Still in exploratory stages, superparamagnetic iron oxide nanoparticles for MRI have been used to image CSCs where the elevated expression of CD44 is indicative of stemness [50]. Hyaluronic acid, a natural ligand for CD44 has been conjugated with magnetic nanocrystals to be selective of cells overexpressing this marker and used in in vitro and in vivo studies. An animal study looking at CD44 overexpression as stemness in breast cancer, found these conjugates were able to identify CD44+ cells where T2 signal was decreased by the magnetic nanoclusters in contrast with other tissue [51].

While yet in its infancy, molecular imaging of CSCs is a promising area for clinical research that needs further investigation in a broader tumour spectrum.

5. Conclusions

Treatment response monitoring and adaptation using functional imaging techniques is a relatively new area of research that is yet to be routinely implemented into clinics. While the number of biomarkers and radiotracers designed for PET/SPECT and MR imaging is continuously increasing, there is still room for improvement concerning their specificity, selectivity, reproducibility and overall efficiency for treatment guidance. It is also important for novel molecular biomarkers to supply information beyond that offered by the already established agents.

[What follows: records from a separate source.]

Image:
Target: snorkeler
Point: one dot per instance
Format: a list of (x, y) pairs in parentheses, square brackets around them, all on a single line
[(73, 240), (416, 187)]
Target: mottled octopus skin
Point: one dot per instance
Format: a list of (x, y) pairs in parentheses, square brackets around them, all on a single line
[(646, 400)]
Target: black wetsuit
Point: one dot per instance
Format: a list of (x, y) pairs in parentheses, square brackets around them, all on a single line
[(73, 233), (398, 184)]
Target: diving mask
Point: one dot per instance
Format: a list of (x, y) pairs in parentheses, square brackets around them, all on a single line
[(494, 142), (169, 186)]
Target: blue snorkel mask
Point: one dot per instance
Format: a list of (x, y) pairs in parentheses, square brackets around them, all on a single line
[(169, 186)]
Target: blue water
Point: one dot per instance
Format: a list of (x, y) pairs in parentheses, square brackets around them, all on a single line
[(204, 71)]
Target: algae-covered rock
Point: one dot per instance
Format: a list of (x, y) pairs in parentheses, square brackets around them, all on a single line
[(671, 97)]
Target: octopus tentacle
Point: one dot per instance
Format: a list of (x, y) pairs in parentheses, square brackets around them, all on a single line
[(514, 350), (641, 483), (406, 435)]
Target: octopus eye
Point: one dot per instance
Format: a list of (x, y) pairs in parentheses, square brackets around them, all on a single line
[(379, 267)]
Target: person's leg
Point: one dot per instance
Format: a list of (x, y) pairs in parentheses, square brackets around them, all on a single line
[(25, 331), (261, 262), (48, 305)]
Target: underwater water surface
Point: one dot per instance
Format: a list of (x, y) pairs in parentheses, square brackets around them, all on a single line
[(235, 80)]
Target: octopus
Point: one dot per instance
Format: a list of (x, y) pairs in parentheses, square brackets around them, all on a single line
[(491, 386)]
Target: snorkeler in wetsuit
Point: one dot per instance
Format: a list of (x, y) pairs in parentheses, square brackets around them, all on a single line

Quantitative imaging of biomarkers is a prerequisite for accurate treatment response evaluation and should represent the next step towards personalised treatment together with standardisation of imaging protocols to facilitate the creation of imaging databases. Advances in radiomics already allow for the interpretation of quantitative features in head and neck cancer patients. This is a very important aspect of personalised therapy, considering the complex anatomical structures, significant inter-patient variations and large tumour heterogeneities characteristic of HNC. Recent developments in radiomics for HNC show promise in pathologic classification, risk stratification and longitudinal monitoring of treatment response in normal tissue, though not without challenges that include requirements for large data processing, reproducibility, evaluation of radiogenomic association and standardised reporting protocols [74].

Despite the large number of available biomarkers, no gold standards have been yet established, as none can reflect the characteristics of the tumour as a whole. A combination of biomarkers could possibly serve this purpose better, though more work is needed to validate the efficacy of combined imaging and tissue markers in order to increase treatment effectiveness.